Amanda, a few things in response…
1.) I was just having this conversation with someone over the weekend, ironically. Our discussion was this: What separates traditional print media from any “regular Joe”? Put another way, 10 years ago (only), what made a daily newspaper the pillar of journalism was quite literally the power of the press. The huge investment in infrastructure, with respect to the printing presses themselves, the distribution channels, access to the elite journalists, etc. In an online world, the playing field is leveled. There is no infrastructure cost. The cost to produce nytimes.com is no different than the cost to “produce” tomnixonnewsoftheday.com. So, think 10 years from today…Why would the news consumers of tomorrow need daily newspaper (websites) at all, and will there be any residual legacy affinity to traditional print media, such as yours to the Times or Journal in the way you described it? Seems doubtful.

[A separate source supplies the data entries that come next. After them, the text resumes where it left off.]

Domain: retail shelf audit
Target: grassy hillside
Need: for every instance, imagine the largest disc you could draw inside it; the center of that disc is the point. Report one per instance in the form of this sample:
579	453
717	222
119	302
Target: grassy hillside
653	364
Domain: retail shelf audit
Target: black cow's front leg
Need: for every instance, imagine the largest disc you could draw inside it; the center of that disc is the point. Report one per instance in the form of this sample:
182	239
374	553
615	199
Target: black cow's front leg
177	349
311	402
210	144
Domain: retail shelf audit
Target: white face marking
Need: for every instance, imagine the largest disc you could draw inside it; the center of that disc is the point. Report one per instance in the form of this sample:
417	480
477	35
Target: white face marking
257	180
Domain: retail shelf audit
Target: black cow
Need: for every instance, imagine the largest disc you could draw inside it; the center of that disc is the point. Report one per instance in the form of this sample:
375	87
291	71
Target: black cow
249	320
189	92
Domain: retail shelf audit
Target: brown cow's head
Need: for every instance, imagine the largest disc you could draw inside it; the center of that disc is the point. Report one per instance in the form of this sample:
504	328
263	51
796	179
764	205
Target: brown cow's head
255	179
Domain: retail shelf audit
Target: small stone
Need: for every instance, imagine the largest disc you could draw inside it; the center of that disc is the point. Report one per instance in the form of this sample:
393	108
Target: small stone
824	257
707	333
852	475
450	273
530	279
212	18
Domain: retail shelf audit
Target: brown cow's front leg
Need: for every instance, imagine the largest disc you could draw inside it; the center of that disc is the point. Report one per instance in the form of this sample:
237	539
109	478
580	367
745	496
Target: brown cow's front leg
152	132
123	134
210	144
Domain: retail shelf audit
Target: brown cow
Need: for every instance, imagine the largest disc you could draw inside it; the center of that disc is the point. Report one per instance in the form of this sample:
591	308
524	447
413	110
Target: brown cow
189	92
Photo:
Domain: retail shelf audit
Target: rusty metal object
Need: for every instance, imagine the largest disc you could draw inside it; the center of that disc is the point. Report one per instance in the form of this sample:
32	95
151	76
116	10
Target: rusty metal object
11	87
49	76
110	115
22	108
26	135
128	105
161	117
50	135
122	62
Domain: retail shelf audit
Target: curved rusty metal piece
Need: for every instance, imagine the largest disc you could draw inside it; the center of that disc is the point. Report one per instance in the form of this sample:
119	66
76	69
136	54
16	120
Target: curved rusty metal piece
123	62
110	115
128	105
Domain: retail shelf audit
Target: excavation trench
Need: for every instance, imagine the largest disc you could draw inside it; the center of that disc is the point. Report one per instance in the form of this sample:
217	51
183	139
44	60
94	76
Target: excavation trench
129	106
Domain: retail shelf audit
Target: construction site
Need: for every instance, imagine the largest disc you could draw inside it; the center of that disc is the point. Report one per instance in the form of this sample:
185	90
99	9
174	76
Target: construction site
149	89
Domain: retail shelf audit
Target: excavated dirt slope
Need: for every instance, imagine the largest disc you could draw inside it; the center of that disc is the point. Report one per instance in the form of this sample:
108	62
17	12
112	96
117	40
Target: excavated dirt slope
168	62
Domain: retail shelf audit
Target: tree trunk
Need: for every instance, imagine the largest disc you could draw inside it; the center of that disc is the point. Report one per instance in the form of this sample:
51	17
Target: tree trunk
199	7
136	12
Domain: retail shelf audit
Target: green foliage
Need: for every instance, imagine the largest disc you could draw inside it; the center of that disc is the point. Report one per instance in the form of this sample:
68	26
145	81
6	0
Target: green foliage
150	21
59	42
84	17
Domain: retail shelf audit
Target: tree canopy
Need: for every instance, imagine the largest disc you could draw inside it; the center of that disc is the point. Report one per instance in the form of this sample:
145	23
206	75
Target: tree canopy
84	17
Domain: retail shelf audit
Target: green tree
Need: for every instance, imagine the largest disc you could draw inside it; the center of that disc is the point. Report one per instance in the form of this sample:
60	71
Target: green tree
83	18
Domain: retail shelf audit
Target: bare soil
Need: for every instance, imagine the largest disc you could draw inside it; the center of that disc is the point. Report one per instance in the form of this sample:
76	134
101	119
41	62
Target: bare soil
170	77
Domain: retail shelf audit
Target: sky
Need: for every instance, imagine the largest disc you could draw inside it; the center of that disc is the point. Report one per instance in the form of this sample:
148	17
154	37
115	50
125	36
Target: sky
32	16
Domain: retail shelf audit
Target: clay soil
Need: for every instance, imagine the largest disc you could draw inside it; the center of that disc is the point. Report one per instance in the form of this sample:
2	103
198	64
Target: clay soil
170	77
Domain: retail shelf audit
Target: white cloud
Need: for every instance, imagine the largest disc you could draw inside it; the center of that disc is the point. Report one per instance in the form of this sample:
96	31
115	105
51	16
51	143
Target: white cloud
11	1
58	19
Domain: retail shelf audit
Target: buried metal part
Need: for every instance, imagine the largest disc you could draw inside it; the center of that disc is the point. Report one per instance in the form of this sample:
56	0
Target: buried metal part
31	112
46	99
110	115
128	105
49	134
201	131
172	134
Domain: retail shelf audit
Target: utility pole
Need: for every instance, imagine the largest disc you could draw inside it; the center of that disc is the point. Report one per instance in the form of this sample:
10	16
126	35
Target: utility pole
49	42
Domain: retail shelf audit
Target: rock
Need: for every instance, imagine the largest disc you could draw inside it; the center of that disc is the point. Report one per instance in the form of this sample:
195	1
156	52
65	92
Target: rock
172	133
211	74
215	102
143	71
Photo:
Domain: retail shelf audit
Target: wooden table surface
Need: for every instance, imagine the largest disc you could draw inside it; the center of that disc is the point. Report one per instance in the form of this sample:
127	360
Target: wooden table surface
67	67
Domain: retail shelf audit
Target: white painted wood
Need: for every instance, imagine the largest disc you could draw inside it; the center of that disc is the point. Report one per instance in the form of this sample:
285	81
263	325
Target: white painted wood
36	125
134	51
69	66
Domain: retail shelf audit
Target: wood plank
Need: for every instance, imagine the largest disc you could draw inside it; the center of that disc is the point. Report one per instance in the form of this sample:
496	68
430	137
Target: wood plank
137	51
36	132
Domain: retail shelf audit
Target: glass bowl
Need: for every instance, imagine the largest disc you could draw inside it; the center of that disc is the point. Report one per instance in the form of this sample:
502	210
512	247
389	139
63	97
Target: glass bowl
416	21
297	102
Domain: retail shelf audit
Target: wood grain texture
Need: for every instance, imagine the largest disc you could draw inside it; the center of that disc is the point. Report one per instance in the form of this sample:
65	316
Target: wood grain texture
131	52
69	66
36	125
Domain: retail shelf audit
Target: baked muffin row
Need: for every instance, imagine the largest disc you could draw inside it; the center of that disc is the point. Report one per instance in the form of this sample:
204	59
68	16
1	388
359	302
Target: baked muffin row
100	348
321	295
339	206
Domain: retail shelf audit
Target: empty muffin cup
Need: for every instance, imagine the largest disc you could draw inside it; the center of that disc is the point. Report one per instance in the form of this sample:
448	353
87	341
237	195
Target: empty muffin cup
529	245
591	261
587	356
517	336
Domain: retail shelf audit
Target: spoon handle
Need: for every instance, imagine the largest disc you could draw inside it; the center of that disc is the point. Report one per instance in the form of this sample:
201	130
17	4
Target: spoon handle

2.) What seems to be thriving are both media and businesses serving very targeted and specific niches. Trade journals are one example. Community-based websites are another. Perhaps what is really dying or struggling is a generalist business model, one that aims to deliver all kinds of news to all sorts of people. Look at today’s sections of your daily newspapers. Can’t one get better sports at espn.com, better gossip at perezhilton.com, better world news at cnn.com, and so on? Again, look 10 years into the future. Won’t today’s grade schoolers, raised on the Internet, look around when they become news consumers and wonder why we’re going to dailynewspaper.com instead of some more targeted, more devoted news source on a given area of subject matter?
3.) Still struggling with the “fair and balanced” issue, but I’ll reserve those comments for my political blog.